There is a deeper philosophical reason for this approach. A chess player that repeatedly falls for the same kind of a knight fork will hardly be admired; intelligent behavior is unthinkable without the ability to learn.


Figure 1.3: Which slot machine gives the highest returns can be figured out in the course of clever experimentation.


This book is about machine-learning algorithms for game playing. To prepare the reader for what is to come, let us show one learning method. Figure 1.3 depicts a game in which a player faces several slot machines, each returning an amount generated by a different probabilistic distribution. To learn which machine yields the highest returns, the gambler may pull at each lever many times, keeping a detailed tally with the intention of finding the one with the highest averages. But each trial costs a coin and the gambler will often bet on "bad" levers. As correct estimates of averages are possible only in the long run, considerable losses may be incurred. A more pragmatic experimenter will therefore first pull at each lever only a few times, just to develop some initial idea. Then, while sticking to the lever currently appearing to be best, the player will occasionally try also the other machines, just in case his or her opinion may have to be corrected. Combining exploration with exploitation, the player will converge to the optimal solution much faster than by systematic experimentation.

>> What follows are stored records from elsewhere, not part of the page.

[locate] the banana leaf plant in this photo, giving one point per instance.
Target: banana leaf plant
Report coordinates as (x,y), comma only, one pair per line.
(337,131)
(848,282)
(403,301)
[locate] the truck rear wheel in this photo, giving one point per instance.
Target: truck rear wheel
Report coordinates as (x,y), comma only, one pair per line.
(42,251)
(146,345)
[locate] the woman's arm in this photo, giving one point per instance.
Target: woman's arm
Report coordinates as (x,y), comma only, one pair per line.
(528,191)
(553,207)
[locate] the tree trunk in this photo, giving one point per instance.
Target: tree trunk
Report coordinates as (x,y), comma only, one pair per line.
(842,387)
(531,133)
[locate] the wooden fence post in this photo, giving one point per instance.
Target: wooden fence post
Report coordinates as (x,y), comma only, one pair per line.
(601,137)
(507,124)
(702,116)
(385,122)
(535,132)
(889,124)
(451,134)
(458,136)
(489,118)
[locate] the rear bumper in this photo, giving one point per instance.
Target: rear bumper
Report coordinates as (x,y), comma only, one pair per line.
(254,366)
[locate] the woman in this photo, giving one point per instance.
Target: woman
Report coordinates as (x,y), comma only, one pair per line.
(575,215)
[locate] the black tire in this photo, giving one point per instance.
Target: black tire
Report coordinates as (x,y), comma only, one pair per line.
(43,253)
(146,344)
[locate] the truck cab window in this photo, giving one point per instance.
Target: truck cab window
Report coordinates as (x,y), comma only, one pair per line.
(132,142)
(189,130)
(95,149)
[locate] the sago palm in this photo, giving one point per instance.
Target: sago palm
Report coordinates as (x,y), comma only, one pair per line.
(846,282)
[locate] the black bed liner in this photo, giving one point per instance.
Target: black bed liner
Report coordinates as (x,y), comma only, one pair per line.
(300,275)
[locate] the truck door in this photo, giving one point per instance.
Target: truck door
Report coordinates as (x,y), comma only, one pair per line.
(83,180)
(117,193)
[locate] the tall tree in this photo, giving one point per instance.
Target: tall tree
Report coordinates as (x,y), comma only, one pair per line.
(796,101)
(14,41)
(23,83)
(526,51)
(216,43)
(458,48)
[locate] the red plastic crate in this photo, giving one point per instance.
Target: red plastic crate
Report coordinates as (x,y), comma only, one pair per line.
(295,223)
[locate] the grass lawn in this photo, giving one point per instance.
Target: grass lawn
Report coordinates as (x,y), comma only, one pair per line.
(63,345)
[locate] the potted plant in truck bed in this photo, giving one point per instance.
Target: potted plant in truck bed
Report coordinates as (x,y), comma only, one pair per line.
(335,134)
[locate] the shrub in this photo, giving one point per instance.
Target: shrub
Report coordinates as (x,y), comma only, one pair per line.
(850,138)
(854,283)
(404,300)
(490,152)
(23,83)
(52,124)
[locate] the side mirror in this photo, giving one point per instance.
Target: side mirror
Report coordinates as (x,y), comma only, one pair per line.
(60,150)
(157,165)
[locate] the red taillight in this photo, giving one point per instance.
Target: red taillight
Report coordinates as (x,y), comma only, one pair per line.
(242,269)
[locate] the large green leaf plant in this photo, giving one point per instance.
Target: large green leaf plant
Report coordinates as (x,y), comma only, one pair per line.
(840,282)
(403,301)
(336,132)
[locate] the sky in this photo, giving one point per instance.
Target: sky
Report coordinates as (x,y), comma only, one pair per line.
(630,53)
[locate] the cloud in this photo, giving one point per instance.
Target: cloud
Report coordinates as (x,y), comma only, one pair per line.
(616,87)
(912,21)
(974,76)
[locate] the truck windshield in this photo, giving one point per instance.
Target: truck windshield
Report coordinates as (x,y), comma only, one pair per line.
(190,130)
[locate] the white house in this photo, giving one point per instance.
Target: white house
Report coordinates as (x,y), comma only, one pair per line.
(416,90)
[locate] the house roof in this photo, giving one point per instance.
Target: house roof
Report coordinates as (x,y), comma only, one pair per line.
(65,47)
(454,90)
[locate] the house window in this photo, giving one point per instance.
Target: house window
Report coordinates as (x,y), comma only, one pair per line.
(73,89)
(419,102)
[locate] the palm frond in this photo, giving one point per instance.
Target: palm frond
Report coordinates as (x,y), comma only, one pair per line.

This principle, called reinforcement learning, is frequently employed in game playing programs, albeit in more sophisticated guises. In tic-tac-toe, each "lever" may represent a different state-action pair, and the player may at each state have to chose from levers representing the given state. Those actions that lead to a win will be rewarded, while those that lead to a loss will be punished. However, too many levers are required if each state-action is to be considered separately. Sophisticated algorithms have been developed that generalize from specific to more general states so as to reduce the problem size and render the solution tractable.

Many other machine learning principles have been developed and employed, each with a different role in the game-playing context. Some focus on the induction of evaluation functions, others on methods to represent patterns and rules in the memory, and yet others on how to develop an opening book and endgame database. The best way to describe them is in the context of concrete applications.


1.4 Bon Voyage!

The secret behind human game-playing skills is the ability to generalize from instruction and from past experience, to learn patterns that expedite decision making. With the continuing progress in machine learning, the number of scientists adopting this view and pursuing serious research along these lines has grown to the point that gives a raison d'être to an entire book devoted solely to this theme.

The papers collected in this volume describe how to instill learning skills in game-playing machines. The reader is asked to keep in mind that this is not just about games---the possibility that the discussed techniques will be used in control systems and in decision support always looms in the background. However, to keep the text focused, we decided to concentrate exclusively on games and ignore their potential in more "practical" domains.

Following roughly the issues outlined in the preceding sections, the papers presented in the sequel expound topics related to human learning, to opening book learning, to the search for useful features in evaluation functions, to representation and induction of patterns, and to opponent modeling. To cover a sufficiently broad class of problems, various games are addressed, including chess, Go, Othello, and poker. All papers have been written by prominent scientists (including a Nobel laureate) that have amassed extensive experience in writing game playing programs and spent years doing systematic research in this vibrant field.

Welcome aboard!


1In many real-world applications, the search also has to consider the costs of an action. The player wants to win, but not at any price.